Let's see them in detail.

Character modifiers

The Unicode standard defines a set of abstract characters that can be combined with other characters to change the appearance of another character or its phonetic transpilation.

An example is to change the emoji color by adding a modifier next to the emoji itself.
The colors are represented by five Fitzpatrick modifiers:

Modifier Code point
🏼 U+1F3FB
🏼 U+1F3FC
🏽 U+1F3FD
🏾 U+1F3FE
🏿 U+1F3FF

So, if you print the 🤌 + 🏿, every Unicode viewer will render the 🤌🏾 emoji.

Combining characters

A combining character changes the character immediately before it by creating a new character.

This technique can be used to represent accents, diacritics, etc. An example is the ñ character, which is the combination of the n(U+006E) character and the ◌̃(U+0303) character or the Japanese character which is (U+3072) and (U+309A).

A special mention goes to the ZWJ (U+200D) zero-width joiner character, which is non-printable and is used to merge two or more characters into a single one. It is the case of the 👨‍👧‍👦 emoji, which is the combination of: 👨(U+1F468) + 👧(U+1F467) + 👦(U+1F466) as we read earlier. Every char depends on the previous one.

Note that the ZWJ character is not the only one used to combine emojis, but it is the most common one for Arabic or Indic scripts such as سلامU+200Dعلیکم will be shown as سلام‌علیکم in a browser.

We did a long introduction about Unicode. Nevertheless, we just scratched the surface of the standard, which is very complex and huge. We did not mention the Unicode Planes or the Grapheme concept, but we have enough knowledge to understand why '😊'.length equals 2.

Why '😊'.length is equal to 2

Before answering this question, we must understand how strings are represented in Node.js. So far, we have talked about Unicode characters as code points, but Node.js does not understand what a code point is. It only understands code units.

A code unit is the smallest unit of information that a system can manipulate. For example, in a 7-bit ASCII system, a code unit is a single byte. In a 16-bit Unicode system, a code unit is a 16-bit word.

Node.js (and its underlying V8 engine) sees strings as a sequence of 16-bit Unicode characters, so one code unit is 16 bits long.

The final step is understanding how to convert a code point to a code unit.

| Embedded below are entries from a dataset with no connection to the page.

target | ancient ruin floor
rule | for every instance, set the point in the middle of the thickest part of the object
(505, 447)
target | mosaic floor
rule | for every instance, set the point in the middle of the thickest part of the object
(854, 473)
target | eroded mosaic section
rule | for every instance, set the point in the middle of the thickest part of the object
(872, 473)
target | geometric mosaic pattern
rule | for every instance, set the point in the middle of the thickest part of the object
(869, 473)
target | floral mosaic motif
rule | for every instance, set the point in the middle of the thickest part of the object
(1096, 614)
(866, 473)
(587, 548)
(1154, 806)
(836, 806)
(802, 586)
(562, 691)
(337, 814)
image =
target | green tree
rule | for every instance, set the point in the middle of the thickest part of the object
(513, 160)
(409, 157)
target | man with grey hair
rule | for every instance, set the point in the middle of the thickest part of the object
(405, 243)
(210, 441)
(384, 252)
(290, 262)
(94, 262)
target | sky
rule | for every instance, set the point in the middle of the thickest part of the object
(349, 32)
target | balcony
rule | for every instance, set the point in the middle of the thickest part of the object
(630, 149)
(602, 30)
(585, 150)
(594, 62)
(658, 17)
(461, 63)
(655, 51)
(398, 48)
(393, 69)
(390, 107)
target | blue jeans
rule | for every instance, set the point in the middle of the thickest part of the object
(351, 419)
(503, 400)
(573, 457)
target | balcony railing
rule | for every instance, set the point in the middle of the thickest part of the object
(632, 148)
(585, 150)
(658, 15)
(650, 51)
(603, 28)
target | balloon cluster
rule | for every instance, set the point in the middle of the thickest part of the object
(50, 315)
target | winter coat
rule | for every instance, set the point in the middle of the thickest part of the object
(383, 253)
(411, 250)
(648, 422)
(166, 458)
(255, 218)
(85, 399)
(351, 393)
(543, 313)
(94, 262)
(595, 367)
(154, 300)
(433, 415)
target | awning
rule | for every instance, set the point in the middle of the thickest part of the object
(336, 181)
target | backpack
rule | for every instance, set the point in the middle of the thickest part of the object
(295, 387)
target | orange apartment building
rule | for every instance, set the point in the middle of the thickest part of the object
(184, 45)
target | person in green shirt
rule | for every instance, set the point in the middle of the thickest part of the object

Let's say we want to convert the 😊 (U+1F60A) emoji to its code units. To do it, we can write this low-level code:

const codePoint = 'U+1F60A'; // 😊

// Convert the code point to a string.
// Remember that a code point is a hexadecimal number.
const codePointAsInteger = codePoint.split('U+').filter(c=>c).map((hex) => parseInt(hex, 16));

// Convert the code point to a string.
const codePointAsString = String.fromCodePoint(...codePointAsInteger);

// Convert the string input to an array of code units.
const codeUnits = toCodeUnits(codePointAsString);

console.log({
  codePoint,
  codePointAsInteger,
  codePointAsString,
  stringLength: codePointAsString.length,
  codeUnits,
  codeUnitAsString: String.fromCharCode(...codeUnits),
  codeUnitsLength: codeUnits.length,
});

function toCodeUnits(string) {
  const codeUnits = []

  for (let i = 0; i < string.length; i++) {
    const char = string[i]    
    const codePoint = char.codePointAt(0)
    codeUnits.push(codePoint)
  }

  return codeUnits
}

In the code above we are executing the following steps:

  1. Convert the code point string to an integer array.
  2. Convert the integer array to a string using String.fromCodePoint.
  3. Convert the string to an array of code units.
  4. Print the results.

Note that the code is not optimized, and it is not intended to be used in production.

The first step is to convert the code point string from the U+<hex> format to an integer array.

Note
The code point can be declared as an integer just like this: const codePoint = 0x1F60A; (hexadecimal representation) or like a string const codePoint = '\u{1F60A}'; in UTF32 representation, but I find more interesting to show how to convert it from a Unicode format.

The second step is to convert the integer array to a string using String.fromCodePoint. We did not use the String.fromCharCode method because it does not support Unicode code points greater than 0xFFFF (or 65536 in decimal).

The third step is to convert the string to an array of code units. We did it by iterating over the string and calling the String.prototype.codePointAt method on each character.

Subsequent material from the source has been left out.